3. В этих условиях поведение основной массы населения отвечает принципам и нормам, которую можно назвать «рациональность пассивной адаптации». «Рациональность», если следовать трактовке Вебера, означает внутренний порядок
Такое поведение неправильно называть оппортунизмом или конформизмом, поскольку подобного рода оценки социального поведения могут быть приложены лишь к социальным элитам – более высоким слоям и группам средней бюрократии, экспертного сообщества, предпринимательскому классу, то есть ко всем, у кого есть некоторые собственные ресурсы или основания для претензий на известную автономию. У большинства огосударствленного населения этих активов нет – ни сбережений, ни связей, ни бюрократических компетенций. «Обычные» люди живут в сегрегированном пространстве частных существований, не имея возможности изменить положение дел. Отдельность частной жизни компенсируется действием тотальных институтов – СМИ (в первую очередь государственной телевизионной пропагандой), полицией, армией и школой. К ним по охвату приближается и государственный контроль экономики, воссоздающей общее поле принудительных соподчинений и согласований. «Рациональными» в этом плане становятся действия индивидов, учитывающих в своем поведении нормы и предписания государственно требуемого самоограничения (путем прямой артикуляции таких требований или негласным, неформальным образом) и принуждением к выражению лояльности и преданности.
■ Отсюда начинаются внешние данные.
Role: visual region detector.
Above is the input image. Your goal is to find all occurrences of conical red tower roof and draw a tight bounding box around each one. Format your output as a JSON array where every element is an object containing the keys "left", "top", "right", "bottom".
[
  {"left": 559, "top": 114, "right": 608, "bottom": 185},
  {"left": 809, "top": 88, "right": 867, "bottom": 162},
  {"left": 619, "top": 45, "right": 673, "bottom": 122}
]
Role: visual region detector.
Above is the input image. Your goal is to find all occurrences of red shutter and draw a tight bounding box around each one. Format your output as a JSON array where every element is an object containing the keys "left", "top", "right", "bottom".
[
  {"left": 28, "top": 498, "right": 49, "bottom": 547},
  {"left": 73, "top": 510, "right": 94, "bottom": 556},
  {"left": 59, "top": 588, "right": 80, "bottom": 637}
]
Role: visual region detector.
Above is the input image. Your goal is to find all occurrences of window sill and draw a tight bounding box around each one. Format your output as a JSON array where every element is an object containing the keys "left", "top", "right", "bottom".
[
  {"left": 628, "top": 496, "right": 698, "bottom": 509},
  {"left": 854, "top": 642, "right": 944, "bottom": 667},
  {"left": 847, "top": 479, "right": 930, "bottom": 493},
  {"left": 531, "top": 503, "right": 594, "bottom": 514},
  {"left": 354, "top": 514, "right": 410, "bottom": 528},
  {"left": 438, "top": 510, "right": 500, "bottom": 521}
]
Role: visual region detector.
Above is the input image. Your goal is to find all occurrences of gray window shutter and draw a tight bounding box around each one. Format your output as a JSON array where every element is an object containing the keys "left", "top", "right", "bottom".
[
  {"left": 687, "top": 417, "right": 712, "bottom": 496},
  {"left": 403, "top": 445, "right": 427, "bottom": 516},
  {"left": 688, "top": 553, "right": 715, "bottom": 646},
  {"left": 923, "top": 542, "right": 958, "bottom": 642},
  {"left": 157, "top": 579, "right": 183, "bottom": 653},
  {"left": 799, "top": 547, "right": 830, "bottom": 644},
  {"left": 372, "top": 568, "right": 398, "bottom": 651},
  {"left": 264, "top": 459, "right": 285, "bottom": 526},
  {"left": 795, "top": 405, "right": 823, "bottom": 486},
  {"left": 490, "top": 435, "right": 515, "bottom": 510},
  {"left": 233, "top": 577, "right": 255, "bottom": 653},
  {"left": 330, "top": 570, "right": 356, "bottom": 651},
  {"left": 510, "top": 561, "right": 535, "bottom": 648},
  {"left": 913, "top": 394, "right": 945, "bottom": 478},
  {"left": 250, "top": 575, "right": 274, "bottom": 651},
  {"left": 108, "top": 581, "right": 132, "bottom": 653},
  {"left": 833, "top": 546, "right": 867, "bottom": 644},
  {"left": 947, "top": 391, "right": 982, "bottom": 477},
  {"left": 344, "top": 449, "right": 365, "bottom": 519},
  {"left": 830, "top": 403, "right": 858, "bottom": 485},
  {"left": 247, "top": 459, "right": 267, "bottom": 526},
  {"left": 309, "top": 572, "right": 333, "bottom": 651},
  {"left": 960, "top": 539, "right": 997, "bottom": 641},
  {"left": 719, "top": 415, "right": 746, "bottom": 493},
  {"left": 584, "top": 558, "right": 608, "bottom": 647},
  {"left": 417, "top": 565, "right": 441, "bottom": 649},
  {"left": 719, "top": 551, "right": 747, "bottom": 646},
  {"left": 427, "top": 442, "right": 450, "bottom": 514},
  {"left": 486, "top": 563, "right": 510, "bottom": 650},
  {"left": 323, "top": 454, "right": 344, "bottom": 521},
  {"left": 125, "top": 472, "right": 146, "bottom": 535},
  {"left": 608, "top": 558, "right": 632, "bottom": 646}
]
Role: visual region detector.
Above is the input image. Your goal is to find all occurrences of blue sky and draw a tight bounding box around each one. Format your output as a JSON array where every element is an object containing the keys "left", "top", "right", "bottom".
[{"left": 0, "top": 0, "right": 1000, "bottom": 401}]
Другими словами, рациональным, «правильным», с точки зрения относительного благополучия частного существования, в данной ситуации оказывается поведение применительно к так или иначе понимаемым интересам власти, администрации, обладателям ресурсов принуждения (воспринимаемым как безальтернативные условия собственного поведения). Если все мысли направлены на выживание, то следствием такой организации жизни (особенно если она сознается как тотальная, всеобщая) и социального порядка становится установка на простое воспроизводство, а в общесоциальном плане – отсутствие импульсов развития, стагнация. Со стороны властей это дополняется очередным позывом «любыми средствами добиться решающего прорыва» (в высоких технологиях, повышении производительности труда и т. п.), «догнать и перегнать». Но мобилизационным такое общество уже не назовешь, как нельзя назвать этот социальный порядок «идеократией» (в чем ранее виделся доминантный признак тоталитаризма).
4. Уровень насилия и репрессий при этом может быть сравнительно невысоким. Здесь надо учитывать новые технологические возможности пропаганды и информирования населения о наказаниях для «экстремистов» и тех, кто «подрывает основы конституционного строя», с одной стороны, а с другой – характер социализации многих поколений советских людей, знающих правила игры и границы допустимого разномыслия. Этим современная ситуация отличается от времени установления тоталитарной системы, когда масштабный террор, среди прочего, должен был кардинально изменить цивилизационные нормы и представления о человеческом достоинстве, о том, чего не может быть и что можно ждать и требовать. Сегодня никому не надо объяснять, что «может быть всякое», и это как бы иррациональное положение лучше, чем какие-либо иные юридические или практические разъяснения, выражает опыт жизни при тоталитарных режимах. Это не страх, это то, что может быть сопоставлено с нормами «приличия» в других обществах, психологического комфорта, признания «нормальности» со стороны других.